Raw SQL vs ORM tools

Raw SQL involves writing database queries in SQL, offering you precise control and the power to optimize complex queries.

On the other hand, ORM tools, like SQLAlchemy or SQLModel (built off SQLAlchemy with Pydantic), abstract the low-level database interactions into object-oriented code.

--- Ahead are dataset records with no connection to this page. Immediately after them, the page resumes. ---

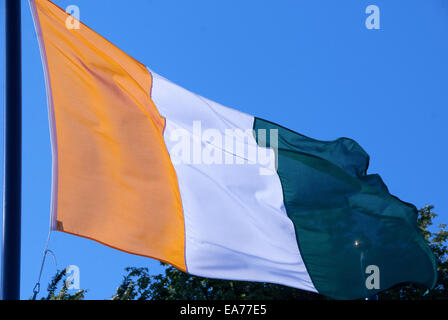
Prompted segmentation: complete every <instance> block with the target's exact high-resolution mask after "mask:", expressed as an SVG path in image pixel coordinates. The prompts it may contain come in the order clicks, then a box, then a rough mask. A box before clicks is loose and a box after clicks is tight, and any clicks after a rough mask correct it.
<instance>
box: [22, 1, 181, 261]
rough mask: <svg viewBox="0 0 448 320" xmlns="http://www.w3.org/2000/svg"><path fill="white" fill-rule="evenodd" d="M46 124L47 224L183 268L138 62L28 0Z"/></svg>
mask: <svg viewBox="0 0 448 320" xmlns="http://www.w3.org/2000/svg"><path fill="white" fill-rule="evenodd" d="M31 6H32V9H33V11H34V18H35V23H36V29H37V31H38V34H39V37H40V45H41V49H42V58H43V60H44V65H45V69H46V74H47V90H48V96H49V111H50V124H51V126H52V129H53V137H52V141H53V154H54V172H53V213H52V215H53V222H52V224H53V226H54V227H55V228H57V229H58V230H60V231H64V232H66V233H70V234H75V235H78V236H82V237H85V238H89V239H93V240H96V241H98V242H101V243H103V244H106V245H108V246H111V247H113V248H116V249H119V250H122V251H126V252H129V253H133V254H138V255H143V256H148V257H152V258H155V259H158V260H161V261H165V262H168V263H170V264H172V265H174V266H176V267H178V268H180V269H182V270H186V266H185V255H184V251H185V250H184V247H185V231H184V219H183V213H182V204H181V199H180V194H179V188H178V182H177V178H176V173H175V171H174V168H173V166H172V163H171V161H170V158H169V155H168V152H167V150H166V146H165V142H164V140H163V130H164V125H165V121H164V118H163V117H161V116H160V114H159V113H158V111H157V108H156V106H155V105H154V103H153V101H152V100H151V97H150V90H151V82H152V79H151V75H150V73H149V72H148V71H147V70H146V68H145V67H144V66H143V65H142V64H141V63H139V62H138V61H136V60H134V59H133V58H131V57H130V56H128V55H127V54H125V53H124V52H123V51H121V50H120V49H118V48H117V47H115V46H114V45H112V44H111V43H110V42H108V41H107V40H105V39H104V38H102V37H101V36H99V35H98V34H97V33H95V32H94V31H92V30H91V29H89V28H88V27H87V26H85V25H83V24H82V23H81V24H80V28H79V29H73V30H71V29H68V28H67V27H66V19H67V17H68V14H67V13H65V12H64V11H63V10H61V9H60V8H58V7H57V6H56V5H54V4H53V3H51V2H50V1H47V0H31Z"/></svg>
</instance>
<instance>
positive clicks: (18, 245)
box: [1, 0, 22, 300]
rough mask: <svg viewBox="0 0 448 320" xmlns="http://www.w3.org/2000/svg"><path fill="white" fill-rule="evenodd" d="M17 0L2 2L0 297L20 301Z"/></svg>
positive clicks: (17, 7)
mask: <svg viewBox="0 0 448 320" xmlns="http://www.w3.org/2000/svg"><path fill="white" fill-rule="evenodd" d="M20 3H21V0H5V25H6V28H5V33H6V36H5V40H6V41H5V48H6V52H5V53H6V54H5V56H6V59H5V70H6V78H5V140H4V141H5V150H4V157H5V163H4V184H3V239H2V274H1V297H2V299H3V300H19V299H20V240H21V239H20V238H21V180H22V179H21V178H22V170H21V168H22V66H21V60H22V59H21V15H20Z"/></svg>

Testing Database Operations

Ideally, you would have developed this code using the popular practice of TDD (Test-Driven Development) — whereby you would write a basic method and then write tests to validate a bunch of success or failure scenarios, tweaking your method in the bargain.

What To Test?

Evaluating the functionality we’ve decided that as a bare minimum, we need to cover: Core CRUD Operations and Exceptions and Errors such as:

  • read task — task_id not found

  • delete task — task_id not found

  • invalid task model

  • DB Session failure

  • DB connection issues

def test_read_task_not_found(db_instance_empty, session, task1, task2):    
    """    
    Test the reading of a task that does not exist    
    """    
    # Write 2 Tasks to DB    
    db_instance_empty.create_task(task=task1, session=session)    
    db_instance_empty.create_task(task=task2, session=session)    
    
    # Search for Task with ID 100    
    with pytest.raises(TaskNotFoundError):    
        db_instance_empty.read_task(task_id=100, session=session)

Test DB Engine and Connectivity

Simple answer, Mock external services and systems.

In-Memory DB vs External DB

Should you use an in-memory DB like SQLite or TinyDB or a traditional one like Postgres or SQL Server?

My take — if you’re testing simple unit test operations and need tests to run fast, an in-memory DB should suffice.